Language Models for Clinical Use

Background

The rapid adoption of Large Language Models (LLMs) in healthcare has opened new possibilities for automating complex tasks such as clinical summarization, medical coding, and biomedical question answering. However, despite their impressive performance on general NLP benchmarks, LLMs often struggle with the nuanced demands of biomedical domains—where structured data, domain-specific terminology, and reasoning over fragmented or implicit information are critical.

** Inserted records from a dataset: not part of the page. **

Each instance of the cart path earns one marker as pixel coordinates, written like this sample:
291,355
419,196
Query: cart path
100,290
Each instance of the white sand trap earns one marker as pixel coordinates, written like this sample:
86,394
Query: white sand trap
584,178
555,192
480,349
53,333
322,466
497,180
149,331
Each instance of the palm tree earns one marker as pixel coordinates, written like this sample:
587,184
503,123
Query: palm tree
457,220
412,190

This gap between general-purpose capabilities and domain-specific requirements motivates a deeper investigation into how LLMs can be adapted, evaluated, and enhanced for high-stakes clinical applications.

Goals

Our research aims to systematically improve the performance and reliability of LLMs in biomedical and clinical NLP tasks, including:

Designing architectures and tokenization strategies that better represent structured medical data (e.g., ICD codes).
Exploring the interplay between domain-specific pretraining, prompting strategies, and external knowledge integration.
Building models that generalize across sub-domains and remain interpretable and trustworthy in clinical settings.
Evaluating and enhancing reasoning capabilities of LLMs, particularly in multi-hop and knowledge-intensive scenarios.
Developing robust benchmarks and evaluation frameworks that reflect real-world complexity and avoid shortcut learning.